What's the solution?

The researchers created a system called GKG-LLM that can learn to build different types of knowledge graphs at the same time, by feeding it data from different sources and training it in stages.

Why it matters?

This work matters because it can lead to more efficient and comprehensive AI systems that can understand and use knowledge from various sources.

Abstract

The construction of Generalized Knowledge Graph (GKG), including knowledge graph, event knowledge graph and commonsense knowledge graph, is fundamental for various natural language processing tasks. Current studies typically construct these types of graph separately, overlooking holistic insights and potential unification that could be beneficial in computing resources and usage perspectives. However, a key challenge in developing a unified framework for GKG is obstacles arising from task-specific differences.

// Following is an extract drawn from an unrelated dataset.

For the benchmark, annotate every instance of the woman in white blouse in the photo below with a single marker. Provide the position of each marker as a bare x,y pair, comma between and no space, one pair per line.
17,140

In this study, we propose a unified framework for constructing generalized knowledge graphs to address this challenge. First, we collect data from 15 sub-tasks in 29 datasets across the three types of graphs, categorizing them into in-sample, counter-task, and out-of-distribution (OOD) data. Then, we propose a three-stage curriculum learning fine-tuning framework, by iteratively injecting knowledge from the three types of graphs into the Large Language Models. Extensive experiments show that our proposed model improves the construction of all three graph types across in-domain, OOD and counter-task data.